Bismillahir Rahmanir Raheem, Dear Ibrahim,” I write. “Let’s get a water gun for Eid (one for you and one for Amna). Let’s look into archery, and let’s keep talking about all the goodies and the baddies. My prayer for you is always to be good and work toward goodness. I love you a lot. Your Ammi.” I draw a heart at the bottom of the page, which is what Ibrahim always does when he writes me notes. Amna mimcs everything, on her own papers.

I head back to the kitchen, Amna in tow, and place the note near Nonna (who has her hands deep in meatball preparation). She’s draped her mohair shawl over a kitchen chair and is now wearing an apron that she brought with her from Brookyn which says ‘be thankful to the cook’.

I ask her to help Ibrahim decipher all the words in my letter. I don’t quite know yet what I’m getting into with archery, but I sense the Robin Hood connection and of course that with Prophet Muhemmed, Salla Allahu ‘alayhi wa sallam and hope we’re all on the right track insha’Allah.[4]

[1] The tasmia is ‘Bismillahir Rahmanir Raheem’, which is translated as ‘In the Name of God, the All-Merciful, the All-Compassionate.’ It is recited before every surah in the Quran, except Surah At Tawbah.

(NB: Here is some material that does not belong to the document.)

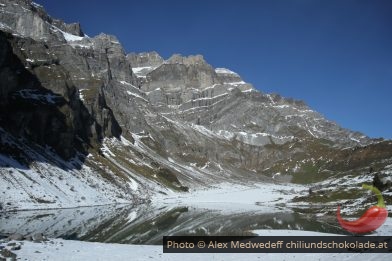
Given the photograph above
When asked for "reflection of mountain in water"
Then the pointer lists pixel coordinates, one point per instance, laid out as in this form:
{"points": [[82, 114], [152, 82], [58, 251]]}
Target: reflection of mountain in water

It is also sunnah to recite the tasmia before the inception of virtually every activity. Unal in his 2013 translation also refers to it as the “seed of Surah Al Fatihah, which in turn is the seed of the whole Quran (2).

[2] The Columbine school shooting occurred on April 20 1999, at Columbine High School in Colorado. Twelve students and one teacher were killed and another 21 were injured. Since that time, countless school shootings have occurred in the United States, with the tragedy at Sandy Hook Elementary on December 14, 2012, potentially being the largest such massacre since. No major gun legislation has been passed in the intervening years. Meanwhile the killing of innocent civilians at schools has become a widespread phenomenon worldwide. Among the most recent such events was the December 16, 2014 killing of 141 people including 132 students in Peshawar, Pakistan.

[3] The Wooden Camera, released in 2003, directed by Ntshaveni Wa Luruli, tells the story of two boys, living in a township near Cape Town, who find two very different instruments (a camera and a gun) and subsequently lead very different lives based on this early exposure.

[4] Countless ahdath (plural hadith) extol the merits of archery, which was widely practiced during the time of Prophet Muhemmed SAW. It was, however, intended only as sport (for training), or in battlefield. Prophet Muhemmed SAW’s primary mission was to safeguard and uphold life and justice and therefore one may extrapolate that any such pursuits (of archery) would always be done with utmost concern for safety. Furthermore, it is critical to understand that the cultural and historical context must always be taken into consideration and that lessons from the Prophet’s life should be carefully applied, with input from religious scholars, to ascertain how they are relevant to today. The ahdath alone should not be used as license to undertake archery.

 Chapter 2: appropriate toys as we journey with the Quran
Although the children have already started with Al Fatihah, in this evening’s scene, there is repeated emphasis solely on the tasmia, amidst a larger discussion of guns and appropriate toys. Khadija is reluctant to buy a toy gun, which may appear to be a potentially over-protective response to her five-year old’s yearnings. Still, one is led to question how Quran ultimately integrates with toys and which are the best or better amusements for young children embarking on a hifdh journey. Should they have any/all toys at their disposal or should the thikr of Allah (including via the simple iteration of the tasmia), as referenced in the text, also inform the selection of toys, without ultimately being too restrictive on the child? Are certain toy guns better than others, and how do we manage the nexus with our extended family, their recommendations, and often their accompanying gifts? The answers are not clear-cut, but questioning each of these issues, hopefully brings us closer to an appropriate solution, which invariably will keep changing as the child develops.